Essentially, they modified the 2 main components of a CNN-based text classification module, namely window-based convolutions, and the linear convolution operation, with 3 novel modifications.

  • Stacked n-gram word vectors are replaced by tensor products, and this n-gram tensor can be seen as a generalization of the typical concatenated vector.
  • Since the convolutional filters themselves are high-dimensional tensors (n dimensions corresponding to the size of tensor window, and 1 channel dimension), directly maintaining them as full tensors would lead to parametric explosion. To overcome this, the convolutional tensor is represented using low-rank factorization.
  • Instead of applying convolutions only to consecutive n-grams, all possible n-grams are used. At each position, the aggregate representation is the weighted sum of all n-gram representations ending at that position.

The paper makes use of linear algebra very cleverly to extend simple convolution operations across the whole sentence without making it computationally infeasible. In the results section, the authors have also analyzed the importance of such non-linear and non-consecutive activations empirically.

Regional (two-view) embeddings

In a series of papers (published at NIPS 20155 and ICML 20166), Rie Johnson and Tong Zhang introduced the concept of regional embedding in sentences, which was based on two-view embeddings. Essentially, they wanted to answer the question: Can an unlabeled data be used to augment a CNN/LSTM module in a better way than by simply obtaining pretrained word vectors?

In some way, these embeddings are also related to the first section on character to sentence level embeddings. However, I have put it in a separate section since my own network architecture in my CoNLL paper derived hugely from the interpretation given in these papers. (You can say this was when I gained enlightenment!)

In an earlier paper, the authors had showed that using high-dimensional one-hot bag-of-words (BOW) vectors rather than pretrained word vectors proved to be better in simpler systems.
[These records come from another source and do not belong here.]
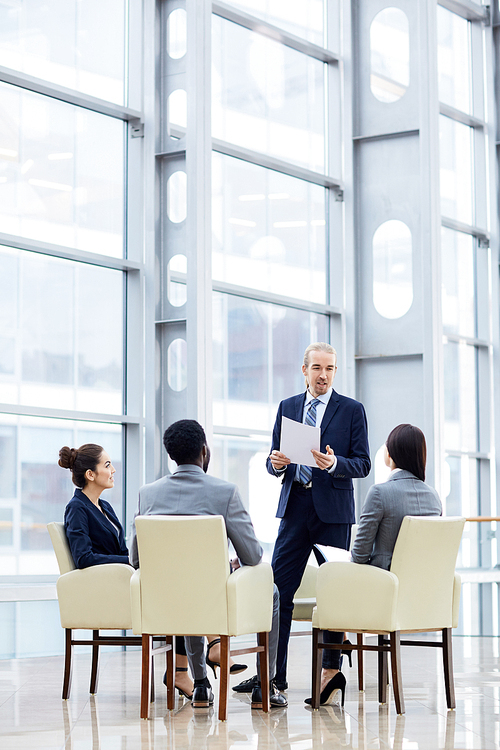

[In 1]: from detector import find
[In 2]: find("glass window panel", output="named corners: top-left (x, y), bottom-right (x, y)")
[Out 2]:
top-left (226, 0), bottom-right (326, 47)
top-left (441, 227), bottom-right (476, 338)
top-left (370, 8), bottom-right (410, 103)
top-left (437, 5), bottom-right (472, 114)
top-left (208, 435), bottom-right (281, 559)
top-left (212, 16), bottom-right (325, 172)
top-left (0, 414), bottom-right (123, 575)
top-left (443, 341), bottom-right (478, 451)
top-left (439, 116), bottom-right (474, 224)
top-left (443, 456), bottom-right (480, 568)
top-left (0, 247), bottom-right (124, 414)
top-left (213, 293), bottom-right (329, 430)
top-left (0, 83), bottom-right (125, 257)
top-left (212, 153), bottom-right (326, 303)
top-left (0, 0), bottom-right (128, 104)
top-left (373, 220), bottom-right (413, 319)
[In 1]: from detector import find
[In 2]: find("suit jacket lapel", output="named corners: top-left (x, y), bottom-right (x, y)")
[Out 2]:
top-left (293, 391), bottom-right (306, 422)
top-left (321, 391), bottom-right (339, 436)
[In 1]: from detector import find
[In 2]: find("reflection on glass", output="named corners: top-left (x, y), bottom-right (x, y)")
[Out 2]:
top-left (0, 83), bottom-right (125, 258)
top-left (443, 341), bottom-right (478, 451)
top-left (227, 0), bottom-right (326, 47)
top-left (213, 293), bottom-right (329, 430)
top-left (437, 5), bottom-right (472, 114)
top-left (167, 89), bottom-right (187, 139)
top-left (439, 115), bottom-right (473, 224)
top-left (441, 227), bottom-right (476, 338)
top-left (167, 253), bottom-right (187, 307)
top-left (167, 8), bottom-right (187, 60)
top-left (167, 170), bottom-right (187, 224)
top-left (209, 435), bottom-right (280, 557)
top-left (0, 0), bottom-right (128, 104)
top-left (212, 153), bottom-right (326, 303)
top-left (0, 414), bottom-right (123, 575)
top-left (0, 247), bottom-right (123, 414)
top-left (370, 8), bottom-right (410, 103)
top-left (167, 339), bottom-right (187, 391)
top-left (373, 220), bottom-right (413, 318)
top-left (212, 15), bottom-right (325, 172)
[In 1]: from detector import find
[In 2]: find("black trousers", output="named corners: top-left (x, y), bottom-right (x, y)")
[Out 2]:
top-left (272, 482), bottom-right (351, 682)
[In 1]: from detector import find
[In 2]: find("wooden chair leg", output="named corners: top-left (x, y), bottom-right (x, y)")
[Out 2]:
top-left (442, 628), bottom-right (456, 708)
top-left (390, 630), bottom-right (405, 714)
top-left (356, 633), bottom-right (365, 690)
top-left (219, 635), bottom-right (230, 721)
top-left (378, 635), bottom-right (387, 703)
top-left (165, 636), bottom-right (175, 711)
top-left (311, 628), bottom-right (323, 710)
top-left (89, 630), bottom-right (99, 695)
top-left (62, 628), bottom-right (73, 701)
top-left (257, 633), bottom-right (271, 714)
top-left (141, 633), bottom-right (153, 719)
Their new objective was to learn regional embeddings from unlabeled data and use it as additional input to the supervised CNN.

But first, what is a tv-embedding? Essentially, it is a function of a view that preserves everything required to predict another view. (See the paper section 2 for details. The motivation for using tv-embeddings is also explained theoretically in the Appendix 5.)

In the papers, the authors used a CNN and an LSTM, respectively, to obtain these tv-embeddings for short regions in the sentences using an unlabeled corpus. They called these as “regional embeddings,” and used them as additional input for the supervised classification task. Furthermore, in their ICML paper, they did away with CNNs entirely, and argued that using bidirectional LSTMs for obtaining the regional embedding and then pooling for the sentence vector gives and adequate sentence representation. However, experimental results showed that using tv-embeddings from networks resulted in the best performing model.

This “regional embedding+pooling” logic was what finally provided the necessary intuition for my own relation classification network.

  1. Zhang, Xiang, Junbo Zhao, and Yann LeCun. “Character-level convolutional networks for text classification.Advances in neural information processing systems. 2015. 

  2. Dos Santos, Cícero Nogueira, and Maira Gatti. “Deep Convolutional Neural Networks for Sentiment Analysis of Short Texts.COLING. 2014. 

  3. Mou, Lili, et al. “Discriminative neural sentence modeling by tree-based convolution.arXiv preprint arXiv:1504.01106 (2015). 

  4. Lei, Tao, Regina Barzilay, and Tommi Jaakkola. “Molding CNNs for text: non-linear, non-consecutive convolutions.arXiv preprint arXiv:1508.04112 (2015). 

  5. Johnson, Rie, and Tong Zhang. “Semi-supervised convolutional neural networks for text categorization via region embedding.Advances in neural information processing systems. 2015.  2

  6. Johnson, Rie, and Tong Zhang. “Supervised and semi-supervised text categorization using LSTM for region embeddings.International Conference on Machine Learning. 2016.